Wednesday June 5th - Worked 930-615 at the day job but it was one of those days that I love - when the Brewers play a day game so I have something to do at work that distracts me from how mundane my job really is. Today was the most uneventful day but I certainly welcomed it. After work I went over to my Mom's to do laundry and we hung out. Despite having more time today than I did in the last few I didn't get anything accomplished today. But sometimes you just need a day to rest and recover.
Friday June 7th - Worked the day job from 9-5 then Miller Park from 6-10. It would have been another average day (except for my midday rant about a f****** parking spot) but after work I went out to the bars with my friends from Miller Park. I always forget how much I really love that job because the people who I work with are amazing. There's never a dull moment there and plenty of things to laugh about. These people provided me with one of the more epic nights of my life when "nothing could possibly go wrong". It was a great reminder that people make life worth living. Not things, or money or places you can go. It's who you do it with.
Saturday June 8th - Last night I heard Chicago's Saturday in the Park and it conjured up a specific memory of hanging out with Timmy on the 3rd of July on Milwaukee's Lakefront. Today was a day of parties and I would spend this Saturday in the park. I went up to Lomira for a few hours for my friend TJ's wedding party. Back in March I went out to Las Vegas as he got married to Megan and so now they had a party back home for everyone who couldn't make it out there. It was nice to hang out with all my friends because I stay so busy I often forget to stop and do that. Then I went to my cousin Joey's 6th birthday party where I hung out with my family. When you're with the Kurutz's (my Mom's side of the family) there is never a dull moment. I watched the Brewers game with BK3 and they actually won for a change. At the end of the night I had a nice long conversation with my Aunt Susan about getting older, growing up and figuring out who you are as a person. It was a great talk and I certainly feel comfortable talking to her about some real life issues. I'll keep that in mind for the future.

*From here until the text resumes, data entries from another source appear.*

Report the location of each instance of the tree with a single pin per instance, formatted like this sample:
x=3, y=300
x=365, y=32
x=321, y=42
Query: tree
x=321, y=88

This was a lot of stuff to get through just to prove this one point - it was difficult for me to find the time to write something new every day here on the blog. But I did it. I don't expect you to be impressed or anything and I am in no way bragging about it. A lot of people have busier lives than I do working multiple jobs and taking care of their children or have other time consuming responsibilities. I get it. But I set forth a challenge and for the first week of the month I succeeded. I believe in celebrating even the little things in life because isn't that what makes life special? I'm going to stay positive in a world that seems to be based in negativity so I don't care what any one else says about me or what I do. As long as I am enjoying my life then it is none of your business. Hopefully you are one of my supporters who will continue to encourage me to live life and write about it every day instead of someone who will hate on me for sensationalizing the mundane. But that's what I do with my life. I make the most of it. And if you don't like you can do whatever you want. I've got enough friends and family who care about me and continue to push me to keep doing what I'm doing. And at this time in this moment, what I'm doing is pretty damn good.